Monday, February 13, 2012

Ruminating of Data Virtualization

The industry is flooded with confusing terms when it comes to understanding 'Data Virtualization'. We have IaaS (Information as a service), Data Services, EII (Enterprise Information Integration), Data Federation, etc. and so on! The point is that there are no industry standard definitions for these analyst-coined terms and there is a lot of overlap between them.

Rick Lans tries to clear the cloud with some simple definitions here. Another interesting post by Barry Devlin throws more light on the concept of data virtualization.

The core concept behind data virtualization is to create an abstraction layer (Data Access Layer) that hides the complexities of the underlying disparate data sources and provides a unified view of the enterprise data to the applications. This can be implemented using "SOA style" Data Services or creating a virtual data layer that can be queried using SQL-like semantics. More info can be found at these links: Link1 & Link2

RedHat has a nice whitepaper explaining the concept of Data Services in a SOA environment. This post explains the benefits of data virtualization. Composite Software is a leader in data virtualization techniques and has shared a couple of interesting case studies that demonstrate the use of their data virtualization platform.

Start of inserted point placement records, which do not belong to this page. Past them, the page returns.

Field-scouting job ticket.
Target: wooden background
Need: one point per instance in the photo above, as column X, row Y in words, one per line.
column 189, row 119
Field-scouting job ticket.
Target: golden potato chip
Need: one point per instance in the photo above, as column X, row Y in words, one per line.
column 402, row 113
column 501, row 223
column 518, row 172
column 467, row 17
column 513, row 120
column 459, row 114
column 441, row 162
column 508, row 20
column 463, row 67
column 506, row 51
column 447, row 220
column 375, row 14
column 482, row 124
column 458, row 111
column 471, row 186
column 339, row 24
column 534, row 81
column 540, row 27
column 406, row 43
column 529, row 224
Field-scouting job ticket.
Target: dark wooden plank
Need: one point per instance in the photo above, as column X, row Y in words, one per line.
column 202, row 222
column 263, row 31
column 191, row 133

One thought that came to my mind was regarding the challenges in accessing NoSQL data from the data virtualization layer. While some type of NoSQL datastores such as XML documents, Key/Value pairs can be exposed as a relational SQL view, it may not be possible to have a uniform query interface for unstructured data. All NoSQL data stores will expose some kind of Java API that can be used for querying. Would it be possible to create a common set of meta-data for both structured and unstructured data?
In such scenarios, IMHO, the only strategy for data virtualization is to use Data Services.